Have you ever heard of a pickle plant? (No, it’s not a neverending gherkin vine, as delicious as that may sound.) I hadn’t heard either until one beckoned to me from the plant aisle of my local home goods store. 

The fuzzy plant tag read, “Hug me. I’m soft.” I did, and the rest is history. The pickle plant came home with me that day, and it has been a conversation starter with my guests ever since. 

Pickle plant tag from store.
You don’t have to ask me twice.

What is a pickle plant?

The pickle plant’s botanical name is Delosperma echinatum and it’s a succulent native to South Africa. But if you look at it closely (and let your imagination take the lead just a little bit), you’ll see why it’s called a “pickle plant.” 

Close up view of pickle plant nodes.
Don’t they look like tiny cucumbers?

Every juicy leaf of this succulent resembles a tiny gherkin, down to the glossy skin, tiny bumps and minuscule hairs that cover it. With one exception, though – while the hairs on a cuke are prickly, those on the pickle plant are soft. Imagine gently running your fingers up and down a velvety surface. This is what the plant feels like. 

When the tiny translucent hairs catch the sunlight, they look like little sparkling icicles, so another nickname for this succulent is “ice plant.” I’m still partial to “pickle plant” though.  

Furry pickle plant in soft focus.
The pickle plant will stay small indoors.

The beauty of the pickle plant is that it will stay small, reaching a maximum height of 18 inches (45 cm). In its natural habitat, it has a spreading habit, filling up horizontally rather than vertically. 

Is the pickle plant easy to take care of?

Well, have you ever had any other succulent? (That’s it. That’s the question.)

If you answered yes, then congratulations! You’re well equipped to take care of a pickle plant as well. It is basically just as low maintenance as all the other succulents we keep as houseplants. It requires bright light and very little water, and it thrives on a little bit of neglect, especially if you have the tendency to overwater your plants.

pickle plant growing in terracotta pot.
The pickle plant thrives on a bit of neglect.

How often should I water my pickle plant?
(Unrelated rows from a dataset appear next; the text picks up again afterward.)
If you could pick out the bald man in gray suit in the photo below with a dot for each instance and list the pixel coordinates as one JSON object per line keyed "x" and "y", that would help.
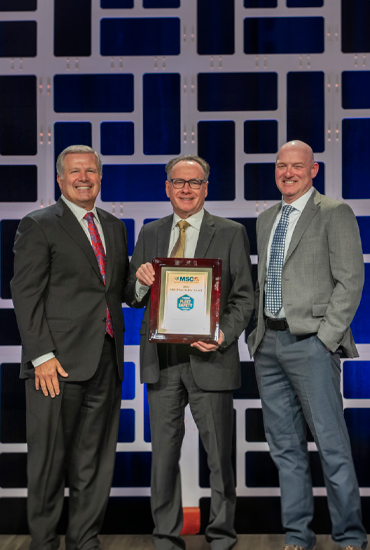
{"x": 310, "y": 279}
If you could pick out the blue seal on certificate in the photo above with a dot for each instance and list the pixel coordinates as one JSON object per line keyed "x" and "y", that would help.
{"x": 185, "y": 303}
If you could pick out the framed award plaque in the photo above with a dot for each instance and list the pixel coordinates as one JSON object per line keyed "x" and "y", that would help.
{"x": 185, "y": 300}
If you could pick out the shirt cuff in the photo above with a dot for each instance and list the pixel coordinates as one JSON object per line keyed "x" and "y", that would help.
{"x": 140, "y": 291}
{"x": 39, "y": 360}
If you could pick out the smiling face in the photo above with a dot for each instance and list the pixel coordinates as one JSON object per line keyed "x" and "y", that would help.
{"x": 186, "y": 201}
{"x": 295, "y": 169}
{"x": 81, "y": 180}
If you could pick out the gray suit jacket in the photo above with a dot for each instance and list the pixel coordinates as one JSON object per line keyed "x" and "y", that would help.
{"x": 323, "y": 273}
{"x": 218, "y": 238}
{"x": 59, "y": 295}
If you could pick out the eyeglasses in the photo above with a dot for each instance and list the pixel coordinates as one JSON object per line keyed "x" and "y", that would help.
{"x": 193, "y": 184}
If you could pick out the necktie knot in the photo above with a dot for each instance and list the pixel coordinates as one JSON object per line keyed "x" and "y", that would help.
{"x": 183, "y": 225}
{"x": 287, "y": 210}
{"x": 102, "y": 262}
{"x": 89, "y": 216}
{"x": 179, "y": 248}
{"x": 274, "y": 296}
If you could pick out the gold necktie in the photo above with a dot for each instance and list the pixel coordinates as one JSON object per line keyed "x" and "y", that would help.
{"x": 179, "y": 248}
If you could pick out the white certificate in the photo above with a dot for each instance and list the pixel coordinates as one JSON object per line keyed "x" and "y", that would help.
{"x": 184, "y": 308}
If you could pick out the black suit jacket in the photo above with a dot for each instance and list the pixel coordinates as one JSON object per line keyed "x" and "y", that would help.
{"x": 59, "y": 295}
{"x": 218, "y": 238}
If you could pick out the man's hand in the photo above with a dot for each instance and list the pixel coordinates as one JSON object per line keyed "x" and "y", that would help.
{"x": 145, "y": 274}
{"x": 203, "y": 346}
{"x": 46, "y": 377}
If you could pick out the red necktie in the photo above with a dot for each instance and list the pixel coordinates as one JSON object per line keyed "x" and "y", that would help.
{"x": 102, "y": 261}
I never like to suggest a strict watering schedule. Because watering a houseplant is not just a matter of following a strict calendar routine, but of carefully observing your plant. How often you water the pickle plant depends on factors such as:

  • the temperature and humidity in your home 
  • the kind of soil the plant lives in 
  • how large your plant is
  • the volume of soil in the pot 

That being said, here’s what works for me. I water it about once a week in the summer and about once every three weeks in the winter. I always wait for the soil to dry before I water it, and this is roughly how long it takes for it to dry for a mid-sized pickle plant. 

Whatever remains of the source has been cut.